When they are forced to leave, Noi, Prany and Alisak are split up. One of them gets on a series of planes to France; one is imprisoned in Laos with their doctor friend; the last disappears.
The novel then tracks their diaspora. It seems that luck is with the one who makes it to France, able to make a new life halfway around the world. But is fate playing tricks? The French sponsor is the brother of the man who owned the Laos estate, and he has his own farm in the mountains. Is it possible to be free in a mirror of your own past?
The one who is imprisoned is subject to the terrors of interrogation. Yoon, who won the New York Public Library Young Lions Fiction Award for his novel “Snow Hunters,” is a master of subtle storytelling; he often leaves powerful emotions unexpressed, violent acts undetailed. Much happens in the empty spaces on the page. News that the prisoners have been tortured is delivered secondhand, but the pain they suffer is as indelible as the teens’ friendship once was.
For the one who is missing, readers, like the other members of the trio, may long to know for sure what has happened. Ambiguity is painful, especially to a group who were bound so closely together.
In order to connect the dots, the story grows to encompass a bigger circle. There’s a woman called Auntie who stations herself near the Thai border, shepherding refugees to (relative) safety. A bold girl, Khit, whose mother died in the war, insists on forging a future. A generation passes, time enough for wounds to form a scar. A story that begins intimately at home in Laos becomes a far-flung narrative of diaspora.

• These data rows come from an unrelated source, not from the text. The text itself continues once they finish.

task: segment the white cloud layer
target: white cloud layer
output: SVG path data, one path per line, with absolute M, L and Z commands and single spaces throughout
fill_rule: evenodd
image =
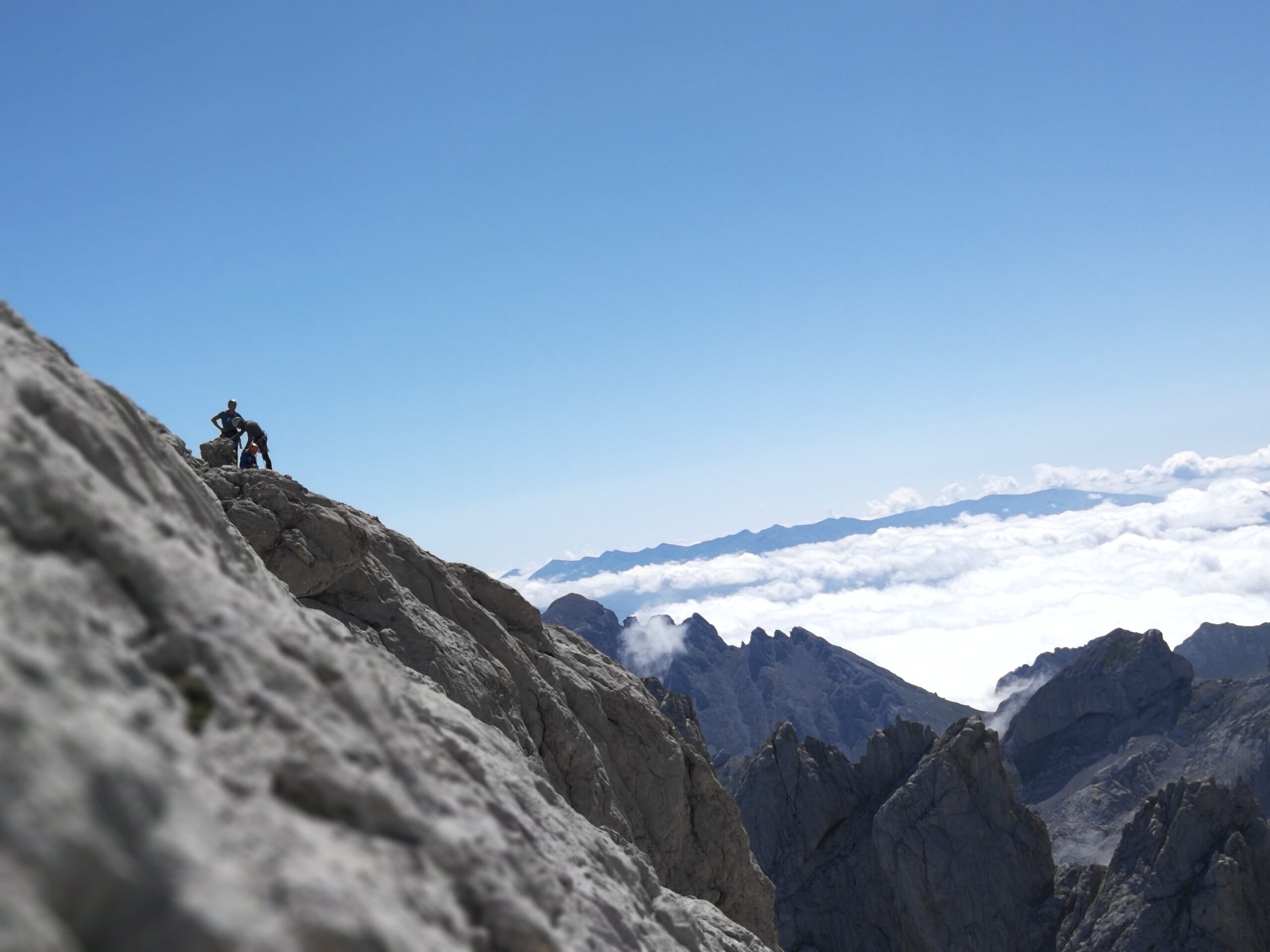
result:
M 1270 447 L 1241 457 L 1179 453 L 1162 466 L 1080 472 L 1105 491 L 1175 489 L 1158 504 L 951 526 L 650 565 L 570 583 L 519 581 L 535 604 L 578 592 L 640 593 L 648 613 L 700 612 L 733 644 L 754 626 L 800 625 L 945 697 L 988 706 L 998 677 L 1116 627 L 1176 645 L 1200 622 L 1270 621 Z M 1232 479 L 1233 477 L 1233 479 Z M 1038 480 L 1069 485 L 1069 470 Z M 702 590 L 715 593 L 695 595 Z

This is a new American war story: Focused on the innocents, children subject to American bombings, forced to join a war that had nothing to do with them.
“The vehicle that pulled up to recruit them could have been from the other side and they wouldn’t have cared if it meant, on that day, the promise of shelter and food. Because they were children who had nowhere else to go,” Prany realizes. “And because, for what seemed like the first time, the people who had approached them had been kind.”
These lives cast a shadow, and force a question: What is the result of American military intervention but the fracturing of a whole, injustice, erasure? For these characters, at least, there is the story. And in a story, there is comfort.